Terms and Conditions

These terms and conditions (“Agreement”) govern the provision of technical training, content development, and soft skill academy services (collectively referred to as “Services”) by Amplyft to the client (“Client”). By engaging Amplyft’s Services, the Client agrees to be bound by these terms.

Scope of Services

Amplyft agrees to provide technical training, content development, and soft skill academy services as specified in the mutually agreed-upon proposal or statement of work. Any changes to the scope of services must be agreed upon in writing by both parties.

Payment Terms

3.1 Fees: The Client agrees to pay the fees as outlined in the proposal or statement of work.

3.2 Payment Schedule: Payment is due according to the agreed-upon schedule, and Amplyft reserves the right to suspend services if payments are not received as scheduled.

3.3 Expenses: The Client shall reimburse Amplyft for any pre-approved, reasonable, and documented expenses incurred in the provision of the Services.

Intellectual Property

4.1 Ownership: Amplyft retains all intellectual property rights to training materials, content, and resources developed during the provision of Services.

4.2 License: Upon full payment of fees, Amplyft grants the Client a non-exclusive, non-transferable license to use the deliverables solely for the Client’s internal purposes.


Both parties agree to keep confidential all information shared during the provision of Services, including but not limited to trade secrets, business plans, and client lists.

Cancellation and Termination

6.1 Cancellation by Client: The Client may cancel the Services by providing written notice. Cancellation fees may apply as specified in the agreement.

6.2 Termination by Amplyft: Amplyft reserves the right to terminate services if the Client breaches any terms of this agreement. In such cases, fees for completed work are non-refundable.

Warranties and Limitation of Liability

7.1 Performance Warranty: Amplyft warrants that Services will be performed with reasonable skill and care.

7.2 Limitation of Liability: Amplyft’s liability for any claim arising out of this agreement shall not exceed the total fees paid by the Client.

Force Majeure

Neither party shall be liable for any failure or delay in performance under this agreement due to circumstances beyond their reasonable control, including but not limited to acts of God, war, terrorism, or natural disasters.

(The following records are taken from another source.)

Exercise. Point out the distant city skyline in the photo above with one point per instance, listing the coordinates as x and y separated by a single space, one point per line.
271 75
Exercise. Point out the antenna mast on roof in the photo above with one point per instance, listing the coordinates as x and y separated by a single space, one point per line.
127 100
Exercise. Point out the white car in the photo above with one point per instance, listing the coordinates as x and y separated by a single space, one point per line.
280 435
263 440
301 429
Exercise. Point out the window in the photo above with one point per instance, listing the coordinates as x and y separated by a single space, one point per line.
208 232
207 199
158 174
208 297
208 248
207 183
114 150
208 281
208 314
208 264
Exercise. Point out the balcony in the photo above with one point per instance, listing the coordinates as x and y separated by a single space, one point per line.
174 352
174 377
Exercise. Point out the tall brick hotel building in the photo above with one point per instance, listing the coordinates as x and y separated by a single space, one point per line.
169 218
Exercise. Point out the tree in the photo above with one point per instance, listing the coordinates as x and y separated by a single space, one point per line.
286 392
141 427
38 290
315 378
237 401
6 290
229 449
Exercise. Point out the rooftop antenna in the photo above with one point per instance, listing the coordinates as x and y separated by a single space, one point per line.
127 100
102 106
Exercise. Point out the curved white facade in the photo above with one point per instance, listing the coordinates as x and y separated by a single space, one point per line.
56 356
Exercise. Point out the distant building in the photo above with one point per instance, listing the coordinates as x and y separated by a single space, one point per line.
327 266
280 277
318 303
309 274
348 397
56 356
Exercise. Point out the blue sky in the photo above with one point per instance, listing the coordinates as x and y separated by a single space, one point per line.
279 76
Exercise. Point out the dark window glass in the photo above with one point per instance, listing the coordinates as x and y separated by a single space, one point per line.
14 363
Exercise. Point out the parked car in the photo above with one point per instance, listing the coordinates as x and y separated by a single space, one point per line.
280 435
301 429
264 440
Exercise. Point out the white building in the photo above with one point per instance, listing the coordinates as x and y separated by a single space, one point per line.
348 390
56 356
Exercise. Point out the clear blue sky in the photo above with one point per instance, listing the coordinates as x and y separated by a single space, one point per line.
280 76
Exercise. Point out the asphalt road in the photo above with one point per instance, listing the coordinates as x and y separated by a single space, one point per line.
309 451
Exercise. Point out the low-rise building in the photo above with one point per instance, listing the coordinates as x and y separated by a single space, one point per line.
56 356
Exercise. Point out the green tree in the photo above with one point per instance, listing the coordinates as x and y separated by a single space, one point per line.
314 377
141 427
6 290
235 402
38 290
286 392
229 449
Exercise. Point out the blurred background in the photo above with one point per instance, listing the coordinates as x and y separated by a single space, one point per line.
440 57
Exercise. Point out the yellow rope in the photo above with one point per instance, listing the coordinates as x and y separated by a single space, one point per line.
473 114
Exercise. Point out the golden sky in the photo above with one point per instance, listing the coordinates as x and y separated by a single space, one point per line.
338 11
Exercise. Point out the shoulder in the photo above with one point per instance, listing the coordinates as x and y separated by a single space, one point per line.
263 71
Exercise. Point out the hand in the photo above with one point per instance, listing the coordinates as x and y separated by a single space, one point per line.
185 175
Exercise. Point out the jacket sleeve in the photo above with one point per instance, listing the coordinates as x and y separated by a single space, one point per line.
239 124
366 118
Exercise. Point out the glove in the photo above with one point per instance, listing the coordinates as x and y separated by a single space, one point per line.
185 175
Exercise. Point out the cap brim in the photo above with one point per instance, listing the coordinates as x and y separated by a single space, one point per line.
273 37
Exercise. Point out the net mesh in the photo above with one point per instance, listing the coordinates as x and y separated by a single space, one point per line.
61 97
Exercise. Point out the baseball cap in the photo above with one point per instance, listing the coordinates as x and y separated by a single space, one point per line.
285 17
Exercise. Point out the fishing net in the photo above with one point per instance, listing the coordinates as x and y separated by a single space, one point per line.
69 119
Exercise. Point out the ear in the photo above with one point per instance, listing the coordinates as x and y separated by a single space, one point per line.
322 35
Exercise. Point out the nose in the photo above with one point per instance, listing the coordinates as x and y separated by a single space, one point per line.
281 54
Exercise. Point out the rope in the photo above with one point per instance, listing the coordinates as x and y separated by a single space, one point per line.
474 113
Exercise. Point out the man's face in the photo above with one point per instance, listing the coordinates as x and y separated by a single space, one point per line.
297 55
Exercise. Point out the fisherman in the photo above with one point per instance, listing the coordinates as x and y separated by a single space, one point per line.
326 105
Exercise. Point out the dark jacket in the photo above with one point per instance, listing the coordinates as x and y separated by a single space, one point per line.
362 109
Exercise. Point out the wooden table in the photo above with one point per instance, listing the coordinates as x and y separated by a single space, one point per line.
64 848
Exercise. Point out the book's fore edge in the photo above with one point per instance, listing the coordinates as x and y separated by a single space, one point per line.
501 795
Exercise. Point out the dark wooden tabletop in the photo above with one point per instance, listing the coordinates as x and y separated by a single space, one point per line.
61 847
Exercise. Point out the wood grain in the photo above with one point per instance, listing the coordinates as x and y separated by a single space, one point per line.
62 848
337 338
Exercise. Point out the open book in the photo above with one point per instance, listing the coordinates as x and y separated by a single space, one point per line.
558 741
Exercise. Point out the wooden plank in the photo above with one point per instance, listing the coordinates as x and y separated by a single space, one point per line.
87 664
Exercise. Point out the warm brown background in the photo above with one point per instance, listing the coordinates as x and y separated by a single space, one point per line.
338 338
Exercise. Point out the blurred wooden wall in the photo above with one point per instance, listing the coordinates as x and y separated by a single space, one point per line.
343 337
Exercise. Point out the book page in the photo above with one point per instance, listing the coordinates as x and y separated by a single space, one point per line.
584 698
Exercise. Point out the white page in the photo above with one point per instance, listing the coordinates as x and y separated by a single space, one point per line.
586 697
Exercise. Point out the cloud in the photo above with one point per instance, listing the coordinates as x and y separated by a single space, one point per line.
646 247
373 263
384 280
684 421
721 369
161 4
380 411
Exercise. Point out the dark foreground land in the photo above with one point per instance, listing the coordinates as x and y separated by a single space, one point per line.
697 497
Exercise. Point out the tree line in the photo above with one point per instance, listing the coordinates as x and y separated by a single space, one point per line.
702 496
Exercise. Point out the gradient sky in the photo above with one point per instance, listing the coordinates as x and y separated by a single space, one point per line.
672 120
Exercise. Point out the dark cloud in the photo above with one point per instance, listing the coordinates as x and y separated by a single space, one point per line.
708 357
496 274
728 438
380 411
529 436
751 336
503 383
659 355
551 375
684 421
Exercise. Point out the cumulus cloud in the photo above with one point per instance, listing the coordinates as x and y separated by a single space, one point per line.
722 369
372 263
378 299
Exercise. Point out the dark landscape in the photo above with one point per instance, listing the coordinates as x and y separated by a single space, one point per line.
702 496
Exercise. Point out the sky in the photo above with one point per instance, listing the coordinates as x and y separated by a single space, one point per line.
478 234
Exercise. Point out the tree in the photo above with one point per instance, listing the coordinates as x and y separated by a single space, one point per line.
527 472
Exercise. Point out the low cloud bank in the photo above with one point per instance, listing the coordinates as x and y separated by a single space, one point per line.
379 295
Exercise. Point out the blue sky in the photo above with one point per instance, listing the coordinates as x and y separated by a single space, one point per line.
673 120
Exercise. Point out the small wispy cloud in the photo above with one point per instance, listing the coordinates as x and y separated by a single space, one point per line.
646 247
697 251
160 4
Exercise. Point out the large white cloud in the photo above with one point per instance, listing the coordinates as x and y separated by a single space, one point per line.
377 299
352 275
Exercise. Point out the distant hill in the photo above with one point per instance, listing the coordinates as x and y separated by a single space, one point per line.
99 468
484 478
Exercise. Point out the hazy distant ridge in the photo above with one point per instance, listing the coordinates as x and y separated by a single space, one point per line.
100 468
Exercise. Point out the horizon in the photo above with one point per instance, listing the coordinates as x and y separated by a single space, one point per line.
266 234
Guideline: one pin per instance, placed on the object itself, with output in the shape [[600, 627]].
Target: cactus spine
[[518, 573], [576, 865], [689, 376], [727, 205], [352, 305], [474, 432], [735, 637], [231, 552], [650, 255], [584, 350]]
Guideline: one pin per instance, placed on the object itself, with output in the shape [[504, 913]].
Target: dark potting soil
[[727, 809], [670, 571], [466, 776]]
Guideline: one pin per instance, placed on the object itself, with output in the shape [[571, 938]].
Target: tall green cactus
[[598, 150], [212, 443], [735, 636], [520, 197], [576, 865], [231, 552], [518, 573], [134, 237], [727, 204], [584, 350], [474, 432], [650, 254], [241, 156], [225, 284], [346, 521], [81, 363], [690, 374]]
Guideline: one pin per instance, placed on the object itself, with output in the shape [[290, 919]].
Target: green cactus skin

9.1 Amendments: Any amendments to this agreement must be in writing and signed by both parties.

9.2 Governing Law: This agreement shall be governed by and construed in accordance with the laws of the jurisdiction in which Amplyft is located.

9.3 Entire Agreement: This agreement constitutes the entire understanding between the parties and supersedes all prior agreements and understandings.

By engaging in Amplyft’s Services, the Client acknowledges that they have read, understood, and agree to be bound by these terms and conditions.